A default getToken reads the access token from localStorage on every request, so you don't have to wire an interceptor just to attach a bearer.

const defaultGetToken = () => {
  if (typeof window !== "undefined") {
    return localStorage.getItem("access_token"); 
  }
  return null;
};
 
createHttp({
  // …your config…
  auth: {
    scheme: "Bearer",
    getToken: config.auth?.getToken || defaultGetToken, 
    ...config.auth,
  },
});

The resolved token is sent as Authorization: Bearer <token> (lowercased to authorization on the wire). Set or update it with localStorage.setItem("access_token", newToken).

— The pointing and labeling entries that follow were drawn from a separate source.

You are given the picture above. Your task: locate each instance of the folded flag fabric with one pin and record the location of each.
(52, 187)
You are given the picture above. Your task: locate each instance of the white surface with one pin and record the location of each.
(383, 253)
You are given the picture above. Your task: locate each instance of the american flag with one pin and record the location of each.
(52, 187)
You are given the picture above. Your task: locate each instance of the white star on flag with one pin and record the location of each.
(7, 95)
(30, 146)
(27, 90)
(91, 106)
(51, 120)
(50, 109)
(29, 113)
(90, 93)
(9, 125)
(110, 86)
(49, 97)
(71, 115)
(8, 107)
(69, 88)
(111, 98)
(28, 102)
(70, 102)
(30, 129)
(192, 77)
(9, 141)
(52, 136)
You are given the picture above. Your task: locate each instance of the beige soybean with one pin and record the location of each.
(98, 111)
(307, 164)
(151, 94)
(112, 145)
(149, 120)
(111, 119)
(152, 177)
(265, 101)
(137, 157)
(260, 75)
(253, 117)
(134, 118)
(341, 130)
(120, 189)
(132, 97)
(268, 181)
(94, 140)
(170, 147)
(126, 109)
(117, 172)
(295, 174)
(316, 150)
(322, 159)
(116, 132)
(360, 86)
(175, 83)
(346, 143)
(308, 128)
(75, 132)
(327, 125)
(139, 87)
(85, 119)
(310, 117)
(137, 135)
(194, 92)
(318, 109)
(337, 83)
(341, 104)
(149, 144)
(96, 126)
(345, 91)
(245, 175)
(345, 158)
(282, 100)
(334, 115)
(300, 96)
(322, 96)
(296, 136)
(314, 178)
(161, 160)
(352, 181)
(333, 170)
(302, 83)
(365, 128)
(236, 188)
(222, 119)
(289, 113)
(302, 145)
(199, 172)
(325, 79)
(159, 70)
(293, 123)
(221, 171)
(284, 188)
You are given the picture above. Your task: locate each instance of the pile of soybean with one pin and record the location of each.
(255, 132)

Putting it together: a production client

import { createClientHttp } from "rhttp.io/client";
import { createRefreshAuthInterceptor } from "rhttp.io";
 
export const http = createClientHttp({
  baseURL: import.meta.env.VITE_API_URL,
  timeout: 15_000,
 
  // Resilience
  retry: { attempts: 3, strategy: "exponential", delay: 300, maxDelay: 5_000 },
  circuitBreaker: { enabled: true, failureThreshold: 5, successThreshold: 2, timeout: 30_000 },
  requestPool: { enabled: true, maxConcurrent: 5 },
 
  // Read-heavy endpoints benefit from SWR; mutations are not cached.
  cache: { enabled: true, ttl: 60_000, strategy: "stale-while-revalidate" },
 
  // Observability in development only.
  observability: { logger: import.meta.env.DEV, metrics: import.meta.env.DEV, tracing: true },
 
  // Merge custom fetch options without losing the secure defaults.
  defaultFetchOptions: { mode: "cors" },
});
 
// Refresh expired access tokens transparently.
http.interceptors.response.use(
  (response) => response,
  createRefreshAuthInterceptor(http, {
    refreshToken: async () => {
      const res = await fetch("/api/auth/refresh", { method: "POST", credentials: "include" });
      if (!res.ok) return null;
      const { token } = (await res.json()) as { token: string };
      return token;
    },
    onTokenRefreshed: (token) => localStorage.setItem("access_token", token),
  }),
);

Overriding the defaults

Every default is overridable. Common tweaks:

const http = createClientHttp({
  baseURL: "https://api.example.com",
 
  // Use a different localStorage key.
  auth: { getToken: () => localStorage.getItem("jwt") },
 
  // Point CSRF at a different endpoint, or disable it entirely.
  csrf: { enabled: false },
  // csrf: { fetchEndpoint: "/csrf-token", headerName: "X-XSRF-TOKEN" },
 
  // Turn off the JSON Content-Type for FormData uploads.